Self-Supervised Learning from Images with a Joint-Embedding Predictive Architecture
This addresses the problem of reducing reliance on manual data augmentations for computer vision researchers, though it is incremental as it builds on existing self-supervised and transformer-based approaches.
The paper tackles learning semantic image representations without hand-crafted augmentations by introducing I-JEPA, a non-generative self-supervised method that predicts target block representations from a context block, achieving strong downstream performance on tasks like linear classification and object counting.
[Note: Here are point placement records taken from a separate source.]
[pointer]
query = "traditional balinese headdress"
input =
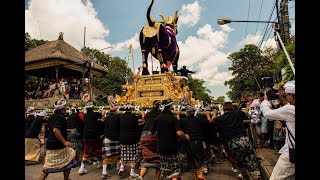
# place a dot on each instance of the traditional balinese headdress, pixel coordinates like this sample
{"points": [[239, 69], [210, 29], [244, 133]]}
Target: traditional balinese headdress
{"points": [[60, 104], [43, 114]]}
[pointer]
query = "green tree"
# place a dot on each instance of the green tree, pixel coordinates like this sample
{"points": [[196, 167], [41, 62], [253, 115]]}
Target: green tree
{"points": [[199, 91], [282, 61], [248, 67], [117, 72], [32, 43]]}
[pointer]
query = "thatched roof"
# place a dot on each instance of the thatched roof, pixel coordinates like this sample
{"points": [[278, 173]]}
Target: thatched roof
{"points": [[58, 49]]}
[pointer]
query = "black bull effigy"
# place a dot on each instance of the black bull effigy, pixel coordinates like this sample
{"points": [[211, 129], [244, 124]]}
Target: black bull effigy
{"points": [[159, 39]]}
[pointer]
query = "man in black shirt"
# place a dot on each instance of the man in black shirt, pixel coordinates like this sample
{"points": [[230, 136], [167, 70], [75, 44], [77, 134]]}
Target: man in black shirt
{"points": [[168, 130], [231, 124], [194, 126], [92, 144], [28, 120], [128, 140], [59, 154], [32, 141], [111, 145], [75, 128], [148, 141]]}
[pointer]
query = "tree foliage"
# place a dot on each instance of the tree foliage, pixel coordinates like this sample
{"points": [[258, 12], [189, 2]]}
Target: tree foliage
{"points": [[199, 91], [32, 43], [219, 100], [117, 72], [282, 61], [248, 67]]}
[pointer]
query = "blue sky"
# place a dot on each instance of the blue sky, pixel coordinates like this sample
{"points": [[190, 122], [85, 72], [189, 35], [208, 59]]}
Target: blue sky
{"points": [[204, 45]]}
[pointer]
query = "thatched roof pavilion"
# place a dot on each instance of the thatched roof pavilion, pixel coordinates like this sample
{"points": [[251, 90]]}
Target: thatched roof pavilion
{"points": [[57, 59]]}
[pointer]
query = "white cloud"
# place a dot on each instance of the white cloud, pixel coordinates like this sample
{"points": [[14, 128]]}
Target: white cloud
{"points": [[203, 53], [70, 17], [255, 39], [190, 14]]}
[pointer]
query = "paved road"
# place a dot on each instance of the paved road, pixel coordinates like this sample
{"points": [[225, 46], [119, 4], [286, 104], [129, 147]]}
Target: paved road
{"points": [[217, 172]]}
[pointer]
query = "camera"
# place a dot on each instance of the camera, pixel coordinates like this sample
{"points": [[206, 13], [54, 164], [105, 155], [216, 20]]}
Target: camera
{"points": [[268, 87]]}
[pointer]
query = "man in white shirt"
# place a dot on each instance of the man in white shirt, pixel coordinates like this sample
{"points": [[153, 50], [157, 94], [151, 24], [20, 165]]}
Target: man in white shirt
{"points": [[284, 169]]}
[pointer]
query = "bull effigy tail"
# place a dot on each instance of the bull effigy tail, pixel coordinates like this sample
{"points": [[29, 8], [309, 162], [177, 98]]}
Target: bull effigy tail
{"points": [[150, 21]]}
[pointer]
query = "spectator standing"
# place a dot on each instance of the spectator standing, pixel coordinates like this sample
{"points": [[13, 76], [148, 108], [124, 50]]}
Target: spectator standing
{"points": [[75, 127], [284, 169], [92, 144], [231, 124], [32, 141], [128, 141], [148, 141], [59, 154], [168, 130], [111, 145]]}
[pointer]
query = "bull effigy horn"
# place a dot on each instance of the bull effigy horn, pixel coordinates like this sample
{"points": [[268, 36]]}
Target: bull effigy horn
{"points": [[176, 17], [164, 19]]}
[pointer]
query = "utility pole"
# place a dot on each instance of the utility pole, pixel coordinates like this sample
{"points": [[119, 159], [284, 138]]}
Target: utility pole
{"points": [[285, 23]]}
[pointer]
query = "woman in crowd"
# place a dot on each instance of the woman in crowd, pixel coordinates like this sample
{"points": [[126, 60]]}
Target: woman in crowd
{"points": [[168, 130], [231, 124], [60, 157]]}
This paper demonstrates an approach for learning highly semantic image representations without relying on hand-crafted data-augmentations. We introduce the Image-based Joint-Embedding Predictive Architecture (I-JEPA), a non-generative approach for self-supervised learning from images. The idea behind I-JEPA is simple: from a single context block, predict the representations of various target blocks in the same image. A core design choice to guide I-JEPA towards producing semantic representations is the masking strategy; specifically, it is crucial to (a) sample target blocks with sufficiently large scale (semantic), and to (b) use a sufficiently informative (spatially distributed) context block. Empirically, when combined with Vision Transformers, we find I-JEPA to be highly scalable. For instance, we train a ViT-Huge/14 on ImageNet using 16 A100 GPUs in under 72 hours to achieve strong downstream performance across a wide range of tasks, from linear classification to object counting and depth prediction.